NETTALI.COM - C’est avec un ton ferme et engagé que Daouda Mine, président de la Commission de la Carte de Presse Nationale, s’est exprimé lors des journées de concertation sur le secteur de la communication. Dans une allocution dense et sans détour, il a défendu une lecture rigoureuse du Code de la presse sénégalais, appelé à une responsabilisation collective des acteurs du secteur et plaidé pour une réforme en profondeur, notamment sur la dépénalisation des délits de presse.
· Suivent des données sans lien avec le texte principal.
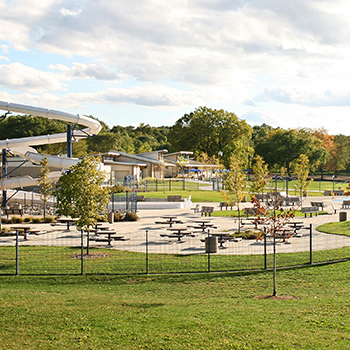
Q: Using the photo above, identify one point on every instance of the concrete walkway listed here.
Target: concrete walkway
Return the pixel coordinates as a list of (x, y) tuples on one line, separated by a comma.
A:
[(135, 232)]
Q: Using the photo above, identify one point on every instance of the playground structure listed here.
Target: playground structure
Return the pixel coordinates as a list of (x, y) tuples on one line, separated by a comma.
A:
[(22, 146)]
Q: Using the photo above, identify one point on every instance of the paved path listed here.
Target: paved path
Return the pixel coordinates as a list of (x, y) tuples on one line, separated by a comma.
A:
[(136, 232)]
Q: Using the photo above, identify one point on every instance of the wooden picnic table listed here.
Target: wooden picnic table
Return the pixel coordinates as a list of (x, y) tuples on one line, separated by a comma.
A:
[(221, 237), (109, 238), (68, 221), (169, 220), (202, 224), (178, 232), (25, 230)]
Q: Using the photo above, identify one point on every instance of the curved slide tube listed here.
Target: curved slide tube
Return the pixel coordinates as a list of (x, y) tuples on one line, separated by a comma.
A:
[(21, 146)]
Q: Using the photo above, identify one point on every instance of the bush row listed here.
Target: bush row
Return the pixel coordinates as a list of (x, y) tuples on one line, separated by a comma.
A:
[(34, 220)]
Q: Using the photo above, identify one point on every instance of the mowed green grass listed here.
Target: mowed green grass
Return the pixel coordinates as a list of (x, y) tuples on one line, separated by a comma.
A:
[(200, 311)]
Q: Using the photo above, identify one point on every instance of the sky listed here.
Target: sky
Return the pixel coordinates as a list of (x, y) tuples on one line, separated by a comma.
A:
[(283, 63)]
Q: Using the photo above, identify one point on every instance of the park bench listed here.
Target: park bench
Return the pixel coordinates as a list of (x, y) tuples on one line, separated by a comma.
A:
[(310, 210), (175, 199), (292, 201), (335, 193), (12, 211), (252, 211), (206, 211), (226, 205), (196, 208), (262, 196), (317, 204), (345, 204)]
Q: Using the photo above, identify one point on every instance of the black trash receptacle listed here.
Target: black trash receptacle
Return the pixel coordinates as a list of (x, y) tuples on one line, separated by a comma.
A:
[(342, 216), (111, 218), (211, 244)]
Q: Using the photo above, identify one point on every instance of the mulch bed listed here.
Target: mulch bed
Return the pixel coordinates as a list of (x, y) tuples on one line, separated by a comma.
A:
[(276, 297), (89, 256)]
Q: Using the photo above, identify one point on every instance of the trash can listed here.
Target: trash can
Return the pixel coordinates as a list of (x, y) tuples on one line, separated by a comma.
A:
[(342, 216), (211, 244), (111, 218)]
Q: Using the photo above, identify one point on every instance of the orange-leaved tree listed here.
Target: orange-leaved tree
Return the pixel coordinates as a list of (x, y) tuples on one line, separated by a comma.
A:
[(274, 218)]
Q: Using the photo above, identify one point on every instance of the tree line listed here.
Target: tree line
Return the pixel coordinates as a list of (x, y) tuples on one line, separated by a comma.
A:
[(213, 135)]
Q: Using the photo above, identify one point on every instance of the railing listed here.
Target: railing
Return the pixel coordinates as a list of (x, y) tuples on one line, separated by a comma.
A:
[(146, 252)]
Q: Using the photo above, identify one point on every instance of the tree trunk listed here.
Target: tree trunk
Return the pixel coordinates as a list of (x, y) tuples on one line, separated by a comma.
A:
[(239, 220), (88, 242), (274, 265)]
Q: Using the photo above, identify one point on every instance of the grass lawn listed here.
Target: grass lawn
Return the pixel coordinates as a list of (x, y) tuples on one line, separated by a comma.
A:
[(338, 228), (199, 196), (215, 311), (234, 213)]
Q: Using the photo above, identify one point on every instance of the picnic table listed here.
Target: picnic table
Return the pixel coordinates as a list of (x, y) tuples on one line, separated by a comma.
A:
[(296, 225), (222, 238), (202, 224), (178, 232), (110, 237), (25, 230), (283, 234), (69, 221), (169, 220), (345, 204)]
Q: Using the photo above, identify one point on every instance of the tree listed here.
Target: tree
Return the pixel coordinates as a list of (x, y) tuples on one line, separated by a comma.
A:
[(45, 186), (302, 170), (281, 148), (274, 218), (211, 131), (235, 184), (181, 162), (261, 172), (329, 144), (80, 193)]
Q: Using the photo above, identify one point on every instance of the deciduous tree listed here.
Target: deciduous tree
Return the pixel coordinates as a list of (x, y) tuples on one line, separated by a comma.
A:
[(261, 172), (80, 193), (281, 148), (45, 186), (302, 169), (211, 131), (235, 183)]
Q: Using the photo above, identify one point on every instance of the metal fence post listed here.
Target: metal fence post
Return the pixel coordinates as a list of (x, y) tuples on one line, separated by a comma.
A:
[(310, 243), (17, 252), (147, 267), (82, 252), (265, 249), (208, 253)]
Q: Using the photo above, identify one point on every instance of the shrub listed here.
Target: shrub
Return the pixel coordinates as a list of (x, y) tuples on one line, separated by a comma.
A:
[(131, 217), (49, 219), (102, 218), (17, 219), (249, 234), (36, 220), (117, 189), (119, 217)]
Formation et accès à la profession : un rappel aux règles
Dès les premières minutes de son intervention, Daouda Mine a tenu à clarifier les conditions d’accès au statut de journaliste, telles que définies à l’article 4 du Code de la presse. Il a rappelé que ce statut est réservé à ceux issus d’écoles de journalisme reconnues, ou, à défaut, aux titulaires d’une licence dans n’importe quelle discipline, à condition d’avoir intégré une rédaction pendant deux ans avant de passer devant la Commission de validation des acquis de l’expérience (VAE).
Il a aussi souligné que la loi de 2017 prévoyait une disposition transitoire de dix ans – valable jusqu’en 2027 – permettant à ceux déjà en exercice sans diplôme requis mais avec dix ans d’expérience de faire valider leur parcours.
Vers une presse plus responsable
Revenant sur les travaux des trois jours de concertation, Daouda Mine a salué la qualité des échanges tout en dressant un constat sévère de la situation : la montée en puissance de chroniqueurs non régulés, la précarité économique des entreprises de presse et l’effritement de la rigueur professionnelle.
« Nous avons une presse sous pression, minée par des acteurs qui ne respectent ni les règles ni les valeurs du métier », a-t-il martelé, appelant à un sursaut éthique et professionnel.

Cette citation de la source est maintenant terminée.